The world must do “much more, now, on all fronts”

The finding is not really good. “The world is not on track to achieve the long-term goals of the Paris Agreement,” concludes the first assessment of the implementation of the 2015 Paris Agreement, published Friday by the UN in 83 days of COP28. To limit warming to 1.5°C, the most ambitious limit of this historic agreement, CO2 emissions will have to reach a peak before 2025 and achieving carbon neutrality will require the development of renewable energies as well as the exit from all fossil fuels without CO2 capture, insists the report. To do this, countries around the world must do “much more, now, on all fronts”.
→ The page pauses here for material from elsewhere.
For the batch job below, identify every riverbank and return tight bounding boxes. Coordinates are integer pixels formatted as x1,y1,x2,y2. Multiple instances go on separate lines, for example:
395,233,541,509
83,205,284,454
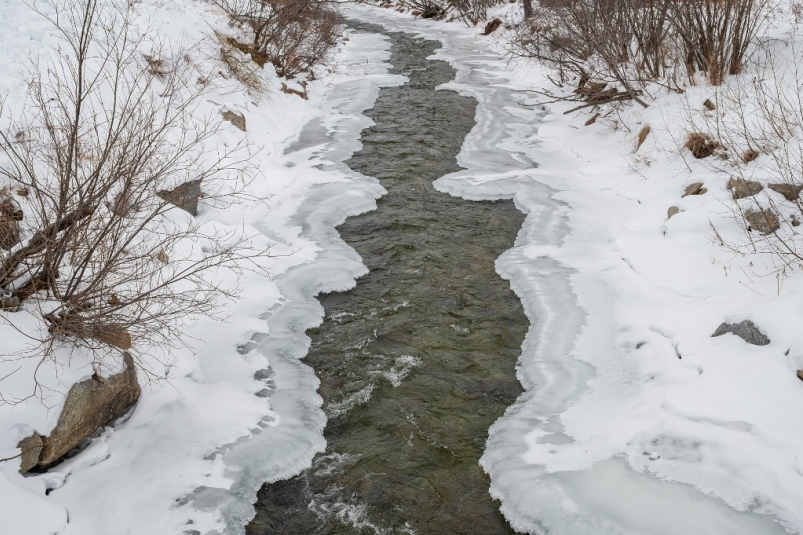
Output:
348,4,803,534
The interest of this new call to order, which draws on the voluminous and alarming scientific reports of the IPCC, is that it will constitute the indisputable basis of the bitter negotiations of the 28th UN climate conference, from November 30 to 12 December in the United Arab Emirates, announced as the largest COP ever convened, with the future of fossil fuels: coal, oil and gas at the heart of the discussions. It comes just as leaders of major G20 nations begin meeting in New Delhi, with little hope of making ambitious progress on the climate issue.

Already extreme events

This “assessment of global efforts to implement the Paris Agreement” – “Global stocktake” in UN jargon – is a long-awaited document, and the first exercise of its kind since the 2015 agreement. With already nearly 1.2°C of warming, the world is now experiencing extreme events such as heatwaves, droughts, floods and megafires which have ravaged various regions of the world this summer, the hottest ever measured on the globe. And are multiplied with each additional tenth of warming.

“There is a window which is rapidly closing to increase ambitions and implement existing commitments in order to limit warming to 1.5°C,” warns the report, which once again suggests increasing efforts in favor of finances, primarily to developing countries, the reduction of emissions and adaptation to climate change.

Achieving carbon neutrality will require profound transformations in all sectors and areas, “including the development of renewable energies and the exit from fossil fuels without CO2 capture,” he underlines. To achieve its goals, humanity must “reduce global greenhouse gas emissions by 43% by 2030 and 60% by 2035 compared to 2019 levels”, and achieve carbon neutrality. in 2050, recalls the report.